Alternative & Complementary Resources

  • Wikivoyage The wiki-based travel guide. Can be outdated, but also means you can update it as you research
  • OpenStreetMap Particularly useful where commercial mapping data is unreliable or incomplete

What Kind of Travel Writing Is This?

Guide.world occupies an interesting space between genres. The linked essays are not traditional guidebooks; they rarely tell you which hotel to book or which restaurant serves the best dinner. Nor are they pure travelogues, simply recounting what the author did on Tuesday. Many, particularly Lakeman’s “Notes” series, blend personal experience with historical deep-dives and political analysis. The reader is as likely to learn about a country’s colonial history or post-independence economic structure as they are to learn which bus line reaches the main market.

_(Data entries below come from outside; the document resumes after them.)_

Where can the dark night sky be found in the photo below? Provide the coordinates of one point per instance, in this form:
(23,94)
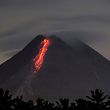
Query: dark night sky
(22,20)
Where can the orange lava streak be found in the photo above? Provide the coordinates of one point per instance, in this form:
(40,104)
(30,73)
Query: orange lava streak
(38,60)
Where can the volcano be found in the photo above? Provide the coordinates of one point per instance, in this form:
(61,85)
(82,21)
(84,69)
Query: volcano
(66,71)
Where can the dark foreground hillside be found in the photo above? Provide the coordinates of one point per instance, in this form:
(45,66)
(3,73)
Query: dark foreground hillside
(97,100)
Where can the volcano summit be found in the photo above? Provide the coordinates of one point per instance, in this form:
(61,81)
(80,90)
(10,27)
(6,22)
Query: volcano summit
(65,71)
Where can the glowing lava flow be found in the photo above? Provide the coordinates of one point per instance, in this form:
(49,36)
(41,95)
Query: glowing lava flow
(38,60)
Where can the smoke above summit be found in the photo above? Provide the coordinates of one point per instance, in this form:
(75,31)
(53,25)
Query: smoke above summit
(22,20)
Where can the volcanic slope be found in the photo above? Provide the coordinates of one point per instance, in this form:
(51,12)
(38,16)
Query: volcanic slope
(66,71)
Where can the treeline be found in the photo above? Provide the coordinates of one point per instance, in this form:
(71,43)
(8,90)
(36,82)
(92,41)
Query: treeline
(96,101)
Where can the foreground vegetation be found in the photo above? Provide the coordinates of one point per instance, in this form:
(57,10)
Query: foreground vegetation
(96,101)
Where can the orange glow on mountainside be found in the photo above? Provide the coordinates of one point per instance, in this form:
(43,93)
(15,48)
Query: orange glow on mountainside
(38,60)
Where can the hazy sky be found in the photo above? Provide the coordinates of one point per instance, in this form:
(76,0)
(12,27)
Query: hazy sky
(22,20)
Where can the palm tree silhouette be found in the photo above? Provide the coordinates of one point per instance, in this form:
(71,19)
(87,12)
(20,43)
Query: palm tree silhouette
(97,100)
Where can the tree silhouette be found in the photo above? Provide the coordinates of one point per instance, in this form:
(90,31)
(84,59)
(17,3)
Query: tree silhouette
(97,100)
(63,104)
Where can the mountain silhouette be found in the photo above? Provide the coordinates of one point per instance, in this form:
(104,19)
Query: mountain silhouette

This approach has strengths and limitations. The writing is intellectually engaging in a way that most travel content is not. But it can also feel like reading a diary in guidebook format, or applying a Western analytical lens to places where that lens doesn’t quite fit. Some essays have drawn criticism for missing local perspectives or interpreting informal economic arrangements as mere friction rather than adaptation.

The collection is also, by its nature, incomplete. It reflects the destinations that these particular writers happened to visit, not a systematic survey of the globe. Notably absent are entries for India, Nepal, and large swathes of Southeast Asia and Eastern Europe. The site invites submissions, suggesting it may grow to fill these gaps over time.


Reading Guide.world

Strengths

  • Depth over breadth: Essays that reward close reading and re-reading
  • First-person authenticity: Written by people who actually spent time in the places they describe
  • Historical and political context: Understanding why things are the way they are
  • Unusual destinations: Strong coverage of West Africa, Central Asia, and the Caribbean regions often ignored by mainstream travel media
  • Free access: Most linked essays are freely available (though some, like those hosted on newer platforms, may be paywalled)

Limitations

  • Curator’s perspective: The collection reflects the tastes and networks of a small group of writers
  • Incomplete coverage: Many countries and regions have no entries
  • Variable tone: Some essays are analytical, others more narrative; quality and perspective vary
  • No practical booking information: You will not find hotel recommendations or train schedules here (with rare exceptions)
  • Some paywalled content: A few entries link to publications with paywalls

Best Read As

Guide.world is best approached as a starting point for deep engagement with a destination, not as a practical trip planner. Read Lakeman’s “Notes on Benin” to understand the texture of life in a West African country that most travelers never consider. Read Cegłowski on Sana’a to understand what has been lost in Yemen’s years of conflict. Read Arnade on walking through cities to remember that travel is fundamentally about people, not monuments.

Pair it with practical resources like Wikivoyage for logistics, Seat 61 for rail travel, or SwissTopo for hiking trails. The essays give you reasons to go somewhere and context for what you will see. The practical tools get you there.


Sources & References


Guide.world is a reminder that good travel writing is not about telling people where to go, but about making them see differently once they arrive. In an age of algorithmic recommendations and sponsored content, a hand-curated list of essays that someone actually read and found worthwhile feels almost old-fashioned; and all the more valuable for it.